TDD

by @Anshin-Health-Solutions in Tools

# Install this skill:

npx skills add Anshin-Health-Solutions/superpai --skill "TDD"

Install specific skill from multi-skill repository

# Description

# SKILL.md

name: TDD
description: >
Test-Driven Development discipline. Use before writing any implementation code.
Enforces RED-GREEN-REFACTOR Iron Law. Write test first, watch it fail, implement
minimum code, verify it passes, then refactor.
triggers:
- "write tests"
- "tdd"
- "test driven"
- "test first"
- "red green refactor"
- "implement feature"
- "fix bug"
- "add function"
- "build feature"
- "create endpoint"
- "write code"
- "implement"
- "new feature"
- "bug fix"

Test-Driven Development (TDD)

The Iron Law

NO PRODUCTION CODE WITHOUT A FAILING TEST FIRST

Write code before the test? Delete it. Start over with TDD.

No exceptions:
- Do not keep it as "reference"
- Do not "adapt" it while writing tests
- Do not look at it
- Delete means delete

Implement fresh from tests only.

When to Use

Always:
- New features
- Bug fixes
- Refactoring
- Behavior changes

Exceptions (ask the user first):
- Throwaway prototypes
- Generated boilerplate
- Pure configuration files

Thinking "skip TDD just this once"? Stop. That is rationalization.

RED-GREEN-REFACTOR Cycle

Step 1 - RED: Write One Failing Test

Write the minimal test that describes the desired behavior.

Good test:

test('retries failed operations 3 times', async () => {
  let attempts = 0;
  const operation = () => {
    attempts++;
    if (attempts < 3) throw new Error('fail');
    return 'success';
  };
  const result = await retryOperation(operation);
  expect(result).toBe('success');
  expect(attempts).toBe(3);
});

Bad test (tests mocks, not behavior):

test('retry works', async () => {
  const mock = jest.fn()
    .mockRejectedValueOnce(new Error())
    .mockResolvedValueOnce('success');
  await retryOperation(mock);
  expect(mock).toHaveBeenCalledTimes(3); // Tests the mock, not the code
});

Test requirements:
- One behavior per test
- Clear descriptive name
- Tests real code paths (mocks only when unavoidable)
- "and" in test name means split it into two tests

Step 2 - Verify RED: Watch It Fail (MANDATORY - Never Skip)

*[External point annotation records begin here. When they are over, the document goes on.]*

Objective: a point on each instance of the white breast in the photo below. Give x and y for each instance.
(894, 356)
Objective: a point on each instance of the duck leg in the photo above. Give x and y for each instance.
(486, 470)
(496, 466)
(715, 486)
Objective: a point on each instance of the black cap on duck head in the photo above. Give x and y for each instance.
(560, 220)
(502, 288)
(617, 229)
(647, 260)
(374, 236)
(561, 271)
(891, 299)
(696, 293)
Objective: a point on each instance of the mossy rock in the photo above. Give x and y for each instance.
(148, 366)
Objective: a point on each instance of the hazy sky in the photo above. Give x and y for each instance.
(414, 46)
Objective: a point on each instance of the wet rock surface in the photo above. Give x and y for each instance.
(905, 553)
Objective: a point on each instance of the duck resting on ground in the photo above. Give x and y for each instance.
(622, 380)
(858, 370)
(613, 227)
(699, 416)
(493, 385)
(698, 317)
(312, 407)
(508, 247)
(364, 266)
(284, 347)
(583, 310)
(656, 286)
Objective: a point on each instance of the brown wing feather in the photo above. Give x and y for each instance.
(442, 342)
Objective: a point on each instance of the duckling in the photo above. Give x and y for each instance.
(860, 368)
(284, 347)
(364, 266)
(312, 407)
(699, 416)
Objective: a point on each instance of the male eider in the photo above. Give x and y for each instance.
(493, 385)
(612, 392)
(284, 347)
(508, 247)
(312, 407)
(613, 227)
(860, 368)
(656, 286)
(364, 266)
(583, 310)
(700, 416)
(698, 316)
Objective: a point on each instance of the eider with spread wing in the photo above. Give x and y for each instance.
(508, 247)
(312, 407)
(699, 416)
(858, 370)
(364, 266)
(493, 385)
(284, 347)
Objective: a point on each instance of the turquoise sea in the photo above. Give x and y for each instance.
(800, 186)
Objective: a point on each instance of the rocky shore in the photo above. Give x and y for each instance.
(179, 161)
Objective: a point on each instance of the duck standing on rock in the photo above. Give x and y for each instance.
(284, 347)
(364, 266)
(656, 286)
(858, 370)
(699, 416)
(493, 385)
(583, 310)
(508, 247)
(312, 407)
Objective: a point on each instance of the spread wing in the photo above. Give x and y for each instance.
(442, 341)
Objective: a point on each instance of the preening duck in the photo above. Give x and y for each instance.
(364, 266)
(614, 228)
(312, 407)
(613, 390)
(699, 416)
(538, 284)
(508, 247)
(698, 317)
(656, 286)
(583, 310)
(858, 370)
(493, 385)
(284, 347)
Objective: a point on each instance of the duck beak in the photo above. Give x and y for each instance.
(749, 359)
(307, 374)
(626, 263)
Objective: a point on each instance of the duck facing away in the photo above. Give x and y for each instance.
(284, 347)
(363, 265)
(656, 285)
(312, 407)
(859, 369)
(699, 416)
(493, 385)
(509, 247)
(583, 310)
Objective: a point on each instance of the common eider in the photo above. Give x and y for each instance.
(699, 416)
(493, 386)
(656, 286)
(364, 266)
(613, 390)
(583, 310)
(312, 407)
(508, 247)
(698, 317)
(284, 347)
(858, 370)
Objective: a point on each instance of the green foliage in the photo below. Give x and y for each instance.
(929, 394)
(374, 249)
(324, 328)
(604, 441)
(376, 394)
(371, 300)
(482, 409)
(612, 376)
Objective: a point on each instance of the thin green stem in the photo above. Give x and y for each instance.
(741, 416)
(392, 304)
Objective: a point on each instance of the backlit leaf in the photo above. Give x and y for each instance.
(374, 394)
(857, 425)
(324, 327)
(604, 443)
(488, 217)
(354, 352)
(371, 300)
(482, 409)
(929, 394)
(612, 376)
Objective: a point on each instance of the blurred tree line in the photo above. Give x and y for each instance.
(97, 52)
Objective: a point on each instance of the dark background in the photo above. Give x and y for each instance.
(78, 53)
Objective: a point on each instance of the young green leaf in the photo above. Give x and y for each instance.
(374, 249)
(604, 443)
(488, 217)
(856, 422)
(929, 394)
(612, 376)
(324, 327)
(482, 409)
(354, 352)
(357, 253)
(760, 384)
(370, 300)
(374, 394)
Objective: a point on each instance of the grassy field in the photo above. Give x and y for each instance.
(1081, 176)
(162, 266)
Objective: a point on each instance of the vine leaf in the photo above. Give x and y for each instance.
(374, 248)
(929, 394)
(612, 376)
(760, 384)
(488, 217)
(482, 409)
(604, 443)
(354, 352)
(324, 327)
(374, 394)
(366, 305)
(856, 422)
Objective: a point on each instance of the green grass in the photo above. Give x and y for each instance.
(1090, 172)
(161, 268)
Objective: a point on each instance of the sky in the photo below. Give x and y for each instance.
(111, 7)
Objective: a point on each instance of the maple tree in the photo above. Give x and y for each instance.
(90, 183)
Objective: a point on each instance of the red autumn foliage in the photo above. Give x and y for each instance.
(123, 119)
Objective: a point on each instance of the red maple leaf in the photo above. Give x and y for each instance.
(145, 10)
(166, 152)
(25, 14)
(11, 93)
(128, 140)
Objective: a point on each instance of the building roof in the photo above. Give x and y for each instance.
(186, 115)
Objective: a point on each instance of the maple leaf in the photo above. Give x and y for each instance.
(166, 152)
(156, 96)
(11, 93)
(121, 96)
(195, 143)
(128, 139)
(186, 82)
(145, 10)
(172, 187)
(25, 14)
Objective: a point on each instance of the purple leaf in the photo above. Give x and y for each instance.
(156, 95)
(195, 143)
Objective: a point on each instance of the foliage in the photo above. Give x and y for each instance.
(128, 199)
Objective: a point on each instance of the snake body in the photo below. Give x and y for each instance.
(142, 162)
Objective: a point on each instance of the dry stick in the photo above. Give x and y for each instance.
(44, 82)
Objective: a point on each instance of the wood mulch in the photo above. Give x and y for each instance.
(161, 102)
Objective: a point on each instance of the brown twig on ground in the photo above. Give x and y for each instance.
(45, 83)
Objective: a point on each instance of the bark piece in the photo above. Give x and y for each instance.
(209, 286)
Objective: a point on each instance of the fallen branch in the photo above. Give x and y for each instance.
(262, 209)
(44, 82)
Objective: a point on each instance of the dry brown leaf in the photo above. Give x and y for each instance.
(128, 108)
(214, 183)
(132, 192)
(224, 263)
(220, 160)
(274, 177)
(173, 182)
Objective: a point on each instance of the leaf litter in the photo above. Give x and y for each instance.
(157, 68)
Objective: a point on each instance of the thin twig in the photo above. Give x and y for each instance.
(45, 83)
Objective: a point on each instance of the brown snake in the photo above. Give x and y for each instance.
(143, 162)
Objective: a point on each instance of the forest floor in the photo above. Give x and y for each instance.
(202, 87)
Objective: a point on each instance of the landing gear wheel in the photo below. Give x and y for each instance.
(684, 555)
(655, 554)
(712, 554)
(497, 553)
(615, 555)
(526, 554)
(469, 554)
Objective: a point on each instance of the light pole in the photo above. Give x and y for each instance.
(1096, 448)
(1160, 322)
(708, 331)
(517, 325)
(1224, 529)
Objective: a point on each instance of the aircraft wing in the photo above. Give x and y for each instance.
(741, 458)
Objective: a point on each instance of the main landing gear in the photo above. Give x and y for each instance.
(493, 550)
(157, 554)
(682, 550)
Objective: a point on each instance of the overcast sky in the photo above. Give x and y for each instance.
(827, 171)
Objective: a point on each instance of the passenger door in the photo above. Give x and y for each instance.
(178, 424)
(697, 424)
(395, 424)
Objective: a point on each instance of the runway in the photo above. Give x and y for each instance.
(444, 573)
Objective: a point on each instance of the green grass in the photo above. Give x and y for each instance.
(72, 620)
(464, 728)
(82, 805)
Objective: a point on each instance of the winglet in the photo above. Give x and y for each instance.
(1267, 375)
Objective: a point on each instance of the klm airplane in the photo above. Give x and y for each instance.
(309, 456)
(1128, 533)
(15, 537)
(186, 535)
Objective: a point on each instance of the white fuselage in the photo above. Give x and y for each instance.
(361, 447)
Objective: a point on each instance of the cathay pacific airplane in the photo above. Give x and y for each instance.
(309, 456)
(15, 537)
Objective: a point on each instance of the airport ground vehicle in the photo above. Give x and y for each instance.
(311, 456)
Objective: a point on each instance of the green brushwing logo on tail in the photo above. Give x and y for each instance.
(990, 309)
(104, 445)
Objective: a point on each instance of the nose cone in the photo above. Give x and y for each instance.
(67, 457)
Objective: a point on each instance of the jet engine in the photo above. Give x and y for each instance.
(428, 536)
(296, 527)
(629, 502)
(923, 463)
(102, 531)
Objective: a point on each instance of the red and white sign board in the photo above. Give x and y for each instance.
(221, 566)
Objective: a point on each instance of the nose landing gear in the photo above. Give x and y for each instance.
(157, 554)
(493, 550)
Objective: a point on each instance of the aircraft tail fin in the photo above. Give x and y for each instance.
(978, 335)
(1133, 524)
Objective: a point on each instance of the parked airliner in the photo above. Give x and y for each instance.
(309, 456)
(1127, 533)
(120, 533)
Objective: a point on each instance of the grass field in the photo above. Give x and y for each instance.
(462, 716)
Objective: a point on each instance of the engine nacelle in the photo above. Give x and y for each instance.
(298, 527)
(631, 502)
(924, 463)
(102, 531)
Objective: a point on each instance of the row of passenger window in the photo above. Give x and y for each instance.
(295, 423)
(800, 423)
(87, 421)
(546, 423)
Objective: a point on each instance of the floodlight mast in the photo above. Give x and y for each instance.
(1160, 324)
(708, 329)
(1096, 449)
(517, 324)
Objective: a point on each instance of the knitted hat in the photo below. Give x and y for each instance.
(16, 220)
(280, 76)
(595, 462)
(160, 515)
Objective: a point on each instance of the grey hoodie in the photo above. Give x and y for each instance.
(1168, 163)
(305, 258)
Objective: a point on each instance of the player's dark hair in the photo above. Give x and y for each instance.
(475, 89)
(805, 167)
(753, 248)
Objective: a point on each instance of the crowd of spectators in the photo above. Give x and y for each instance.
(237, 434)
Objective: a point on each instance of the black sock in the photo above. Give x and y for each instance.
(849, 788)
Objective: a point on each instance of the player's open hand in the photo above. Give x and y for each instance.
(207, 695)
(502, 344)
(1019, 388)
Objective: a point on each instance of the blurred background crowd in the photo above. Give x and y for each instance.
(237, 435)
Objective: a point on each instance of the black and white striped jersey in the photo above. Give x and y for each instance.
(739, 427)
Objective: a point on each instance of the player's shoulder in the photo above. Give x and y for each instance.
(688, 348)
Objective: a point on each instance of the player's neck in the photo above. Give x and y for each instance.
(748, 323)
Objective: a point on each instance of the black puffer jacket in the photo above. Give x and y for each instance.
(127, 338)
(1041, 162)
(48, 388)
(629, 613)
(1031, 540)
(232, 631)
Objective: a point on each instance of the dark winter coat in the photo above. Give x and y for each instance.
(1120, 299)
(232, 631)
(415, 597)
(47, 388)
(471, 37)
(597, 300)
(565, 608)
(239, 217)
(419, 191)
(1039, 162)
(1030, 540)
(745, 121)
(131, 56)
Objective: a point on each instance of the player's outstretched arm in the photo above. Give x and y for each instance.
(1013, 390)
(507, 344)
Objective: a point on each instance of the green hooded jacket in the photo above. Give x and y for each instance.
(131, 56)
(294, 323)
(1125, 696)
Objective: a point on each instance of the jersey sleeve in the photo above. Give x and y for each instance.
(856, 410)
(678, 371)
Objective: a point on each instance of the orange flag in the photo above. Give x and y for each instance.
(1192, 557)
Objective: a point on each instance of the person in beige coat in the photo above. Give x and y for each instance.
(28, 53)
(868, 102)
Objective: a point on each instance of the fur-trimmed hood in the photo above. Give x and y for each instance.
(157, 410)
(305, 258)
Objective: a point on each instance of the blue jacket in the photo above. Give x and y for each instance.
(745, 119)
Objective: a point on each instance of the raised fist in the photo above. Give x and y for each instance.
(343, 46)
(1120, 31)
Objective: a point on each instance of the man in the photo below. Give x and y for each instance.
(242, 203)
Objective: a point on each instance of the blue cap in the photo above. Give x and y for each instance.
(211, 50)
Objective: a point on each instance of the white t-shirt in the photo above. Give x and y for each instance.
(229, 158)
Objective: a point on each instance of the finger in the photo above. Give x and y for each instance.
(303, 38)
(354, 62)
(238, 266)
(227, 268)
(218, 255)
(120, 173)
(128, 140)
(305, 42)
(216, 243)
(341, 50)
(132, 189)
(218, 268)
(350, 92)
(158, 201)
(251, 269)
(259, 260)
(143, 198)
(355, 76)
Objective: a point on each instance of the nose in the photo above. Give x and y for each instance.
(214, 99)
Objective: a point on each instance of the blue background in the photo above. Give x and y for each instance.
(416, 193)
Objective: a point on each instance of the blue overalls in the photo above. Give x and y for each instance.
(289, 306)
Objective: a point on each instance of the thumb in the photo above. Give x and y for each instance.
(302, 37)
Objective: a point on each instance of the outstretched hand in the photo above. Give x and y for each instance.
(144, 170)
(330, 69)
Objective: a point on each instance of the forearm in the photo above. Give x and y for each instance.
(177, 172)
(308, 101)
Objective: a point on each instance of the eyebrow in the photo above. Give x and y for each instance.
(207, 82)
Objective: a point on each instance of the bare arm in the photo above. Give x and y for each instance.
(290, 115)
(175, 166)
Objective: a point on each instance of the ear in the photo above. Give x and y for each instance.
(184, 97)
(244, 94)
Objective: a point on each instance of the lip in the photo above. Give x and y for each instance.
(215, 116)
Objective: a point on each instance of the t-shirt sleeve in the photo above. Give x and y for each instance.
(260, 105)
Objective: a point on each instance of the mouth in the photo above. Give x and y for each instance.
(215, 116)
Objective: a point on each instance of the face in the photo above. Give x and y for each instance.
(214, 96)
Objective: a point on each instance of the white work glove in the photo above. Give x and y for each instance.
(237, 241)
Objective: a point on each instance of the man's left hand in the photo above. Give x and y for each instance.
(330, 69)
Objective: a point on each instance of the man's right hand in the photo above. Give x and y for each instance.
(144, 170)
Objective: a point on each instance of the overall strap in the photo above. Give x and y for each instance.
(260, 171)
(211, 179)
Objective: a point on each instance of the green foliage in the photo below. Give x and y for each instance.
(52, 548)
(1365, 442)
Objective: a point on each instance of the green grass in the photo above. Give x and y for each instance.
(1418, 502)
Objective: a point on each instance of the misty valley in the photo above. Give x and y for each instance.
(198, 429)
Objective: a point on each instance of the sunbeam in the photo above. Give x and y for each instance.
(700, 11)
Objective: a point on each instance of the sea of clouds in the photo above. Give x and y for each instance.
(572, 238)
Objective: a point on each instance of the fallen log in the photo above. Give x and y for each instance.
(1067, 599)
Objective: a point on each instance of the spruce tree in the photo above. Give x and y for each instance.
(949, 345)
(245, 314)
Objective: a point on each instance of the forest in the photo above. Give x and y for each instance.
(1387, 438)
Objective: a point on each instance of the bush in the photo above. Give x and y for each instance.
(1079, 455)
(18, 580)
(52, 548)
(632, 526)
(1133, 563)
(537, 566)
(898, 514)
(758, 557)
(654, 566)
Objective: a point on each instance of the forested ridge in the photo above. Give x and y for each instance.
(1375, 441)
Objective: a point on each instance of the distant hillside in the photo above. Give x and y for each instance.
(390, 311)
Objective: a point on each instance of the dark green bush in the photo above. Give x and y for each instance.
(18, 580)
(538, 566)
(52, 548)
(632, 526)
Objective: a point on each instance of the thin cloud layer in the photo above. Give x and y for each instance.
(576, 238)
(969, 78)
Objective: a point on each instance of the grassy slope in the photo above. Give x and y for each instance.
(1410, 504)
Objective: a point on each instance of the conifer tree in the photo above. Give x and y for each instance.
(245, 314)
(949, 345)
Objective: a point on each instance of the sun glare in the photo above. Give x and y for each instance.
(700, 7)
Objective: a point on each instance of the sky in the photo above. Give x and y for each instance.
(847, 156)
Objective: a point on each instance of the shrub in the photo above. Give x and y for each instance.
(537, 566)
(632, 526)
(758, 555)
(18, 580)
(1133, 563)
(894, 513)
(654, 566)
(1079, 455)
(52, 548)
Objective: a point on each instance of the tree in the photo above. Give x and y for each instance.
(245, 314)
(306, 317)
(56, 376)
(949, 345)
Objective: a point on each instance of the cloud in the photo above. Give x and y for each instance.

npm test path/to/test.test.ts

Confirm all three:
1. Test fails (not errors out)
2. Failure message describes the missing behavior
3. Fails because feature is absent, not because of typos or import errors

Test passes immediately? You are testing existing behavior. Fix the test.
Test errors? Fix the error and re-run until it fails for the right reason.

Skipping this step means you do not know if your test actually tests anything.

Step 3 - GREEN: Write Minimal Code to Pass

Write the simplest code that makes the test pass. Nothing more.

Good (just enough):

async function retryOperation<T>(fn: () => Promise<T>): Promise<T> {
  for (let i = 0; i < 3; i++) {
    try {
      return await fn();
    } catch (e) {
      if (i === 2) throw e;
    }
  }
  throw new Error('unreachable');
}

Bad (over-engineered before tests demand it):

async function retryOperation<T>(
  fn: () => Promise<T>,
  options?: {
    maxRetries?: number;
    backoff?: 'linear' | 'exponential';
    onRetry?: (attempt: number) => void;
  }
): Promise<T> { ... }

Do not add features, refactor unrelated code, or build "while you are in here."

Step 4 - Verify GREEN: Confirm Tests Pass (MANDATORY)

npm test path/to/test.test.ts

Confirm all three:
1. The new test passes
2. All existing tests still pass
3. Output is clean (no errors, no warnings)

Test still fails? Fix code, not test.
Other tests break? Fix them now before continuing.

Step 5 - Verify RED Still Works: Delete and Restore

This step proves your test actually catches the bug.

Temporarily delete or comment out the implementation you just wrote. Run tests. Confirm the test fails again. Restore the implementation. Confirm tests pass again.

If deleting the code does not cause the test to fail, the test is not testing what you think it is testing.

Step 6 - REFACTOR: Clean Up Under Green

Only after all tests pass:
- Remove duplication
- Improve variable and function names
- Extract helper functions
- Improve structure

Rules during refactor:
- Keep all tests green throughout
- Do not add new behavior
- Run tests after each change

Repeat

Write the next failing test for the next piece of behavior.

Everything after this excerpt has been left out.